“Caro Cognato, il Colera Morbus e già in Ispagna, cioè in Siviglia e contorni, in alcuni punti fa stragi, ma speriamo che non arriverà a Madrid, essendo questo un paese molto secco ed elevato. Se mai per disgrazie avesse di venire e che chiudessero i Teatri, verremo subito in Italia, ma voglio sperare al contrario.
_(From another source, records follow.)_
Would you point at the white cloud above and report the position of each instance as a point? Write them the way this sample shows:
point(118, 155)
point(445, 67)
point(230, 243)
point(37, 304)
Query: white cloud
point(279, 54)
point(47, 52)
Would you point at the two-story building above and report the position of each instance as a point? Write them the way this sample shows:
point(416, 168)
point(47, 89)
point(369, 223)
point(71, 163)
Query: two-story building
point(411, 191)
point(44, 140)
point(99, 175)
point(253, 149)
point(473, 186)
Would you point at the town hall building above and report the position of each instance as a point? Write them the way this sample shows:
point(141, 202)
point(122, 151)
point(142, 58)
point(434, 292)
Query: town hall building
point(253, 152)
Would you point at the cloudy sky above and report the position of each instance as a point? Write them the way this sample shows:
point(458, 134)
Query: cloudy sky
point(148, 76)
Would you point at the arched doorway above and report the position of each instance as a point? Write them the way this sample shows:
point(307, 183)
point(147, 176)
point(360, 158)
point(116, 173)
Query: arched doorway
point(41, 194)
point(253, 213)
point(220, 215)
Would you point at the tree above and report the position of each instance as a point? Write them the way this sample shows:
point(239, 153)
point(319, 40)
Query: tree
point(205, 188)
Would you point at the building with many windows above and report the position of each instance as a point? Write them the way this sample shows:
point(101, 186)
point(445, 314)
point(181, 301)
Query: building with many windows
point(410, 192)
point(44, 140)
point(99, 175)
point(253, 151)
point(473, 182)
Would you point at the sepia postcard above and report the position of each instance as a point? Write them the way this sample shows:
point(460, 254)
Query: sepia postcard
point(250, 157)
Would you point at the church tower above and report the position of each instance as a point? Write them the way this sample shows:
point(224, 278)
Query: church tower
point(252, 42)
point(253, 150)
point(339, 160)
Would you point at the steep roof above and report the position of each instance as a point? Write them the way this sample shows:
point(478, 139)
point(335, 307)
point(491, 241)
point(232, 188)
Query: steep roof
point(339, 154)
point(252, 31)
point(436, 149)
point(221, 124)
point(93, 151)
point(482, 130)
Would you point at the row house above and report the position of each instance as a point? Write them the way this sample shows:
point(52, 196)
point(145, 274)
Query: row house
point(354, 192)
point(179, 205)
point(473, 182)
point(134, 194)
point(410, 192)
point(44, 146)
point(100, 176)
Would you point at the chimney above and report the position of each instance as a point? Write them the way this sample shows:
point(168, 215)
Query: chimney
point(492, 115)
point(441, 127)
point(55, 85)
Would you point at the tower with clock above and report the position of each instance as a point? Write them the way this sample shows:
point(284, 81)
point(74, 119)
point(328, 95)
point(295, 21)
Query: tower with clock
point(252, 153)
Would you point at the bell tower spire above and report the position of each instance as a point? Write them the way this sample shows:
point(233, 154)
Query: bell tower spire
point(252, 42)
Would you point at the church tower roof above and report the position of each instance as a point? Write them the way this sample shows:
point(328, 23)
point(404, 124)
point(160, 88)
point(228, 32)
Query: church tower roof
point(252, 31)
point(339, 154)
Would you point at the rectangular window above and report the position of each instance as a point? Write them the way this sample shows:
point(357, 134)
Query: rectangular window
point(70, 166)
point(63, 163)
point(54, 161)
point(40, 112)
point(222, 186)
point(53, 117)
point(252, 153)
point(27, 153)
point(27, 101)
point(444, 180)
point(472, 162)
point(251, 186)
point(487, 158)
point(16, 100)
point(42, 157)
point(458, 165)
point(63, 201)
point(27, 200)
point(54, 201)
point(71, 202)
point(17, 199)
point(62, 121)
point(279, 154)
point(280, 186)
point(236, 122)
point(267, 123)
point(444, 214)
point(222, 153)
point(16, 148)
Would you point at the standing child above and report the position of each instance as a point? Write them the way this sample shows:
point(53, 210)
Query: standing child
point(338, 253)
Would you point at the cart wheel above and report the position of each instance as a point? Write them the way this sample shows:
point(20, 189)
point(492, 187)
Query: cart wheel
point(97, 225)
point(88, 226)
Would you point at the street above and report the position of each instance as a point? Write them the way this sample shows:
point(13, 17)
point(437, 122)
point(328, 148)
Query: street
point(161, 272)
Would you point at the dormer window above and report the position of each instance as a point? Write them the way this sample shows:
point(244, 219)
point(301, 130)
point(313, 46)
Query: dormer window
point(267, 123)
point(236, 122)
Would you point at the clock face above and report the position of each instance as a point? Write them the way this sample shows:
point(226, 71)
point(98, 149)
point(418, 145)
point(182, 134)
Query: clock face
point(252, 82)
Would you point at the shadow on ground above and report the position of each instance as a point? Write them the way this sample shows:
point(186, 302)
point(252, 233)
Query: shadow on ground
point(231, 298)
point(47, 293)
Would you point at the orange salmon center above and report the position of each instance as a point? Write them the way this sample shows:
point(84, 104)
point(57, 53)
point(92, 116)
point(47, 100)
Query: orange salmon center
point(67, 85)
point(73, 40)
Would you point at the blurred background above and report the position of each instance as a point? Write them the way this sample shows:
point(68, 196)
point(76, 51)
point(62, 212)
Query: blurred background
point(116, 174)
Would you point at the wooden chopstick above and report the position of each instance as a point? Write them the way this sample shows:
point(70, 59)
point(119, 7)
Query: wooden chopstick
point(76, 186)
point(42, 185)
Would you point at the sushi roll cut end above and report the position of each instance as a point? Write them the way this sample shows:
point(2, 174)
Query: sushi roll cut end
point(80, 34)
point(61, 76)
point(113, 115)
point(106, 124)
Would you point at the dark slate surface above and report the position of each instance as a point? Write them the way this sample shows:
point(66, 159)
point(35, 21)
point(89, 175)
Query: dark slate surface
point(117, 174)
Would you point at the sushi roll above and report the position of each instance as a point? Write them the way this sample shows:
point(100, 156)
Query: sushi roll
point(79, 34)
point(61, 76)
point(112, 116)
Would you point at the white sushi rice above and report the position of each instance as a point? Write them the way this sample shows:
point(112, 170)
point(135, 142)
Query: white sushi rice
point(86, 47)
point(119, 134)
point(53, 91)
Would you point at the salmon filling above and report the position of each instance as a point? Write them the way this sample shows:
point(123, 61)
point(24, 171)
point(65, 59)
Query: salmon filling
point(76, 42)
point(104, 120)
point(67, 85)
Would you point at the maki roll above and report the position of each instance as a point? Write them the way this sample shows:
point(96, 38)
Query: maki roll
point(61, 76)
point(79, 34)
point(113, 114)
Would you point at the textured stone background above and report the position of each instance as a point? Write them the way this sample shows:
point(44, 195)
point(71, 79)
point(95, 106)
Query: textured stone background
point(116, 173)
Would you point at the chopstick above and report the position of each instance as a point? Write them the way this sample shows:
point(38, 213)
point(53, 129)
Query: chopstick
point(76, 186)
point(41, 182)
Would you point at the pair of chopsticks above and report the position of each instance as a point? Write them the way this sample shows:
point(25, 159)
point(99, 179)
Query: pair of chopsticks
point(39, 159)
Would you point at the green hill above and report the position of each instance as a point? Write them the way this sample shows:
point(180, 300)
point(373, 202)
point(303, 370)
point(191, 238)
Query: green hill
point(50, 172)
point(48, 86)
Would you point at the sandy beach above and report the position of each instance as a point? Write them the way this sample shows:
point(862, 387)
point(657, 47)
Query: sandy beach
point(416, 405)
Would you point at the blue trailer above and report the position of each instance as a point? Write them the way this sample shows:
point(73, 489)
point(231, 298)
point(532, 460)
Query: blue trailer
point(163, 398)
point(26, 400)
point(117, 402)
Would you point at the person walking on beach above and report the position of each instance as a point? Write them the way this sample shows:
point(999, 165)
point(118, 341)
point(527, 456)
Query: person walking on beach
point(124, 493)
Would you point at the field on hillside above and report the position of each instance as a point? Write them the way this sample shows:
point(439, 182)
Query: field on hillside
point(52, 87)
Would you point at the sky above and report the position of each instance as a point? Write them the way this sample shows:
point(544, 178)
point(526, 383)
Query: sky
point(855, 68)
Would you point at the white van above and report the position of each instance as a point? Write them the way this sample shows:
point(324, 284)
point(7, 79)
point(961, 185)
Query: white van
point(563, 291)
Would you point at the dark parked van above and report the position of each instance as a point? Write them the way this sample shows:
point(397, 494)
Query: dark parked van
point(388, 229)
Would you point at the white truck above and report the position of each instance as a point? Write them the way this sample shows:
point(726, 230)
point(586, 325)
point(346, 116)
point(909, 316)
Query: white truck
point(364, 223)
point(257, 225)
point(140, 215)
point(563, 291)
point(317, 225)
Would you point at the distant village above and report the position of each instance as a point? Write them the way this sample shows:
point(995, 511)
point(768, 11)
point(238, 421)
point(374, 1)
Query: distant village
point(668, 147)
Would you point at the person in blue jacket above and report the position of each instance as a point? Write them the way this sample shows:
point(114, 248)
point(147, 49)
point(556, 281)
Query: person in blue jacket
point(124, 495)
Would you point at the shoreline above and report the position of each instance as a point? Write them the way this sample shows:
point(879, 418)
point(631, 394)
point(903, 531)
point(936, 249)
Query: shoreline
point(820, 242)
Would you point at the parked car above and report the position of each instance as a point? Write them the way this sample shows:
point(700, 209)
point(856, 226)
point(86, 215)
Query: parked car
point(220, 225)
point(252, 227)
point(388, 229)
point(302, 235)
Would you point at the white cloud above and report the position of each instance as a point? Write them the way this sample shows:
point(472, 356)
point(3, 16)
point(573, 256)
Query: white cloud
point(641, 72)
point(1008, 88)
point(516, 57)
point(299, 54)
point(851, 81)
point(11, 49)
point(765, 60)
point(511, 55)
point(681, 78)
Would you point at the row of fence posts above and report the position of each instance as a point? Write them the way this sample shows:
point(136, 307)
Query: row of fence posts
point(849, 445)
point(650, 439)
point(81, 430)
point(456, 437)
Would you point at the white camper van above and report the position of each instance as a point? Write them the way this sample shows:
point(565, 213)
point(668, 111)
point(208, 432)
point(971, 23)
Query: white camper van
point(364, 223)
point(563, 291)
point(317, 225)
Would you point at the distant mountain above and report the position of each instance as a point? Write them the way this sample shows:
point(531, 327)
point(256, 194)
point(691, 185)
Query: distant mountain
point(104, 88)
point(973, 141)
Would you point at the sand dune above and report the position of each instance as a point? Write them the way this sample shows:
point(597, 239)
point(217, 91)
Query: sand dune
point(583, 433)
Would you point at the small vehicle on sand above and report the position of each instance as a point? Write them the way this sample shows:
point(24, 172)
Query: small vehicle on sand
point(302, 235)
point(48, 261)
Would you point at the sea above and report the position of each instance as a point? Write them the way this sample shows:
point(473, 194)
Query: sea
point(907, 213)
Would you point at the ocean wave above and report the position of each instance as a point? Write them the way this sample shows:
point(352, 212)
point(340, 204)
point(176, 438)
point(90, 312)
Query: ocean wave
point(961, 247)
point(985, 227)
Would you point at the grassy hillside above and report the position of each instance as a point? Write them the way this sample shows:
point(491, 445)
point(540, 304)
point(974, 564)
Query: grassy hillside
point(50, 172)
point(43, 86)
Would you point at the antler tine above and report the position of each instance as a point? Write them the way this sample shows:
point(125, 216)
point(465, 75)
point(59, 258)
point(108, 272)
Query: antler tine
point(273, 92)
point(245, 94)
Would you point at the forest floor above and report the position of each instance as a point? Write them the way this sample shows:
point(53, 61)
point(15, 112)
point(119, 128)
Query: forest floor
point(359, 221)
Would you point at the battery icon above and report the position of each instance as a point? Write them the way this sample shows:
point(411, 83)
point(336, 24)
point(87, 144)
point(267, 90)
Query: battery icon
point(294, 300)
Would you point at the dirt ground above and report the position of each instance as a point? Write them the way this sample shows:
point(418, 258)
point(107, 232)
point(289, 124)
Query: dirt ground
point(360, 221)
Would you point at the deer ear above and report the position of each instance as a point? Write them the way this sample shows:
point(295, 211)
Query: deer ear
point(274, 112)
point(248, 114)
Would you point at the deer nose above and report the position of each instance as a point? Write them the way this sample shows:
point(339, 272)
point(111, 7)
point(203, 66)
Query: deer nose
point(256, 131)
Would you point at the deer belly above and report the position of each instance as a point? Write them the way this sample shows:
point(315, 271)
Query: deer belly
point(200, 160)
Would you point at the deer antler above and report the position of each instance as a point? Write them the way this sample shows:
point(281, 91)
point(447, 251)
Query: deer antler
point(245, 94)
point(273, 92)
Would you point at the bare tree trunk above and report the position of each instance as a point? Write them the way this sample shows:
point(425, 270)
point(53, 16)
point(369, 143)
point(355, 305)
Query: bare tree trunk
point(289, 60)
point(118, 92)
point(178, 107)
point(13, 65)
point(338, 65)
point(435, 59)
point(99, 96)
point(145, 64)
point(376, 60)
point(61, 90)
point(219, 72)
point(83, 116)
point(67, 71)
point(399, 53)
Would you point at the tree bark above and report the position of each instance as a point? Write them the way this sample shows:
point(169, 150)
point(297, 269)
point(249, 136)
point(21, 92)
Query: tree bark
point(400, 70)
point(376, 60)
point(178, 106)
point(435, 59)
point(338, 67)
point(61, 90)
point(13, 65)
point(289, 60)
Noi stiamo bene tutti quattro, anzi benissimo, e volesse il cielo andasse sempre cosi; dunque scriva prontamente, perché stiamo in angustia fintanto che non abbiamo loro nuove…” queste sono le parole scritte dal tenore Ignazio Busecchi Parini che si trovava a Madrid nel 1834 durante l’epidemia di Colera.
È solo il primo dei diari di ‘italiani in quarantena’ che l’Archivio diaristico nazionale di pieve Santo Stefano pubblicherà ogni tre giorni fino a fine aprile sulla pagina facebook: https://www.facebook.com/archiviodiari.
L’emergenza Coronavirus ha costretto le istituzioni culturali italiane a sospendere qualsiasi attività aperta al pubblico, ma l’Archivio e il Piccolo museo nati per raccogliere le storie della gente comune, anche le più drammatiche e difficili, hanno deciso di aprire le loro porte ‘digitali’ e continuare a raccontare anche in questo momento in cui ognuno di noi è chiuso fra le proprie mura domestiche in attesa di potersi riappropriare della propria quotidianità e della propria routine, mai così desiderate.
“Ci piace immaginare che anche le memorie custodite nella Città del diario possano tenere compagnia a tutti voi. – hanno dichiarato in una nota – Leggerete storie a voi sconosciute che raccontano di altre quarantene e altri isolamenti, di momenti bui che hanno poi lasciato il posto alla luce e alla pace. Sono le storie degli italiani che hanno vissuto le epidemie dei secoli scorsi, l’internamento nei campi di prigionia e nei lager, l’isolamento dietro le trincee, le quarantene in un’isoletta a mezz’ora di mare della città di New York; e che allora, come adesso, aspettavano il bollettino dell’autorità preposta che recitava la conta dei morti, dei contagiati e dei guariti. Sarà interessante scoprire come gli italiani che ci hanno preceduto vivevano le restrizioni, la paura e la speranza, soprattutto l’urgenza di affidare alla pagina scritta il racconto di quei giorni.”